Turn Radish Tops Into Pesto
Like radishes themselves, radish greens tend to be peppery with a hint of bitterness. They have a high water content and don't keep long, so I usually wash and rinse sand off them as soon as I get them, then throw them into a food processor with a bunch of other things to make a flexible green pesto. Not only do I get to make use of the leaves, I also have a de facto dipping sauce for raw radish slices as well.
Add Carrot Tops To Your Next Pot Of Soup
Contrary to popular belief, carrot tops are not toxic, so you should absolutely eat them. In fact, they're another popular addition to pesto (search for "carrot top pesto" and you'll see what I mean).

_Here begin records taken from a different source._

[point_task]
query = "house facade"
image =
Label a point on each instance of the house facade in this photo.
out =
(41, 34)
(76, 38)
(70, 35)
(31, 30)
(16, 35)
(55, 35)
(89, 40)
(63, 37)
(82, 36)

Flavour-wise, think of them as a sweeter, more carroty parsley. Cookbook author Deborah Madison, author of the esteemed Vegetarian Cooking for Everyone, has a fantastic soup recipe that calls for carrots as well as their leaves for a particularly saturated carrot flavour.
Stir-Fry Beetroot Greens
If you buy raw beetroot rather than the tinned variety, you should absolutely explore cooking with beeroot greens as well, since they have a similar texture and flavour. The easiest way to eat these is by sautéing or stir-frying them in a little oil until wilted; Martha Stewart likes to add a dab of tomato paste, but I often just go for a few cloves of garlic. Bonus: you can toss a few roasted beetroot bulbs in your sauté for full-on root-to-stalk on a plate.